JOHN CHUCKMAN REVIEW OF WILLIAM MANCHESTER’S THE LAST LION

William Manchester died before finishing his massive three-volume biography of Winston Churchill, having completed Visions of Glory - Churchill’s childhood, military career, and early politics - and Alone, covering the period of relative political inactivity from 1932 to the start of World War II.

This is a biography which covers both Winston’s personal life and political career.

The first volume of the set is gripping, Manchester having a subject of almost unparalleled interest, a bright but very difficult child who finally finds his place as a soldier and uses his family connections – his father being a descendent of the Duke of Marlborough – to gain assignments in zones of danger from fighting on the frontiers of Afghanistan to fighting the Boers in South Africa. His adventures in faraway realms of the Empire are absolutely absorbing, sort of Boy’s Own stuff for adults. Churchill was almost fearless and often extremely lucky. He also later served as a brave officer on the front in the Great War.

Manchester’s style is clear and direct, but there are times he enters into subject areas I prefer he hadn’t, as speculations on Winston’s sexuality or rather lack of it, but Manchester had a remarkable memory and did extensive research so that all kinds of interesting little facts are scattered through the text. He also follows the custom of periodically giving little vignettes of the kind of events which were happening at the time.

Churchill’s childhood was not one anyone would envy, despite the wealth and privilege and great connections with history. His father, who died fairly early, was one of the most promising men in Parliament, having been marked out as a future Prime Minister.
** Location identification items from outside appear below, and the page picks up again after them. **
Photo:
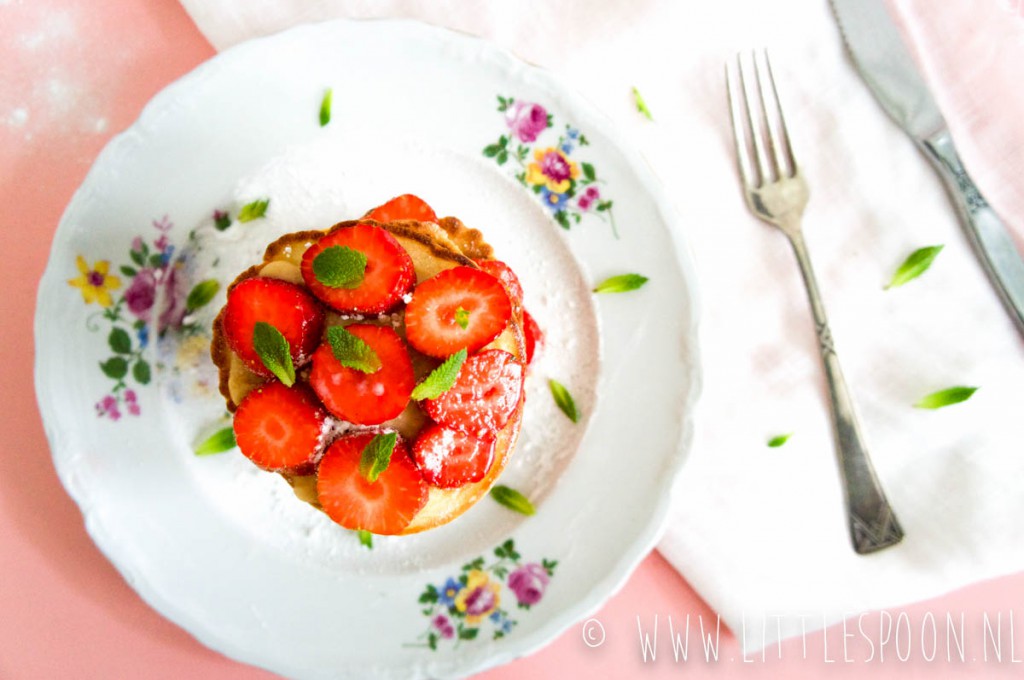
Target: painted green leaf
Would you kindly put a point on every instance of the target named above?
(563, 399)
(945, 397)
(512, 500)
(274, 351)
(120, 341)
(217, 442)
(622, 284)
(116, 368)
(141, 372)
(915, 264)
However, he simply did not like Winston, and theirs was a cold and often unpleasant relationship. His mother was a handsome East Coast American from a well-off family, a woman who was regularly unfaithful to her husband and reportedly even slept with the future king. She simply had no time or even interest in Winston, although there was some change when Winston’s father died.

Winston had a temperament as a boy reminding me of several historical figures who simply could not get on well in school and yet were immensely successful later, Einstein coming first to mind. Winston’s brilliance was evident to teachers but his application was slim to non-existent.
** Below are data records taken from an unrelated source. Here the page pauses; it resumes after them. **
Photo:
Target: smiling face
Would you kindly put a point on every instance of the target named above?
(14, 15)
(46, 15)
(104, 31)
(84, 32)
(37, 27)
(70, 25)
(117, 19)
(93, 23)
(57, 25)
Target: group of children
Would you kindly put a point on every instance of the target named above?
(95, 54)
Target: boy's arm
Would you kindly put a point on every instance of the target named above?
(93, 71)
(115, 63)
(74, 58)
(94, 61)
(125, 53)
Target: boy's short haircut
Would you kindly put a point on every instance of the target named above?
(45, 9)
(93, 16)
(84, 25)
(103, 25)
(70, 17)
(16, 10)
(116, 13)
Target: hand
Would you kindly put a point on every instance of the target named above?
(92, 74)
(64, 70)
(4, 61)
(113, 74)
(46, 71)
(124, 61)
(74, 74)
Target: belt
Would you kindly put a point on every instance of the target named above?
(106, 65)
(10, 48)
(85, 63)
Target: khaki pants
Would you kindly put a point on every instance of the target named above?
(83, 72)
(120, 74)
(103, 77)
I do think Manchester goes out of his way at times trying to justify some of Winston’s schemes such as the disastrous Dardanelles campaign in World War I, an event over which others have roundly condemned Churchill. He is clearly in his subject’s corner, something I generally prefer to hostile biographers, but still it is worth pointing out that he is at times a bit excessive in this.

The second volume is less interesting, and there are two reasons for this. First, it is simply a much less engaging chapter in Winston’s life, but, second, I think Manchester plays too strongly on the word “appeasement,” even offering up a definition early on. The word and its variants, such as “appeasers,” are repeated over and over in the text, communicating to me the chilling tone of Right-wing American language.

After all, Americans barely were scratched in World War I while Europe experienced what was to that time the greatest, most pointless carnage in history. Efforts to stop a repeat of that vast horror only twenty years later remain to me not contemptible. In general, too, it was less the appeasers that eased Hitler’s path than it was a French government, in possession of the strongest army in Europe by far during the early thirties, which was unstable and uncertain and failed in the simplest, almost bloodless acts such as opposing the re-occupation of the Rhineland.

The second volume does have some nice tableaux of Winston, from his painting, which became a major hobby, to his trudging around the estate in overalls building brick walls for his gardens.

Churchill was extraordinary, and this biography captures a good deal of the flavour or tone of the man. It is recommended for students of history, leadership, world affairs, politics, psychology, and those who love a good biography.

Apparently, Manchester, before he died, selected a writer, Paul Reid, to finish the third volume. The last I read it was due in 2011.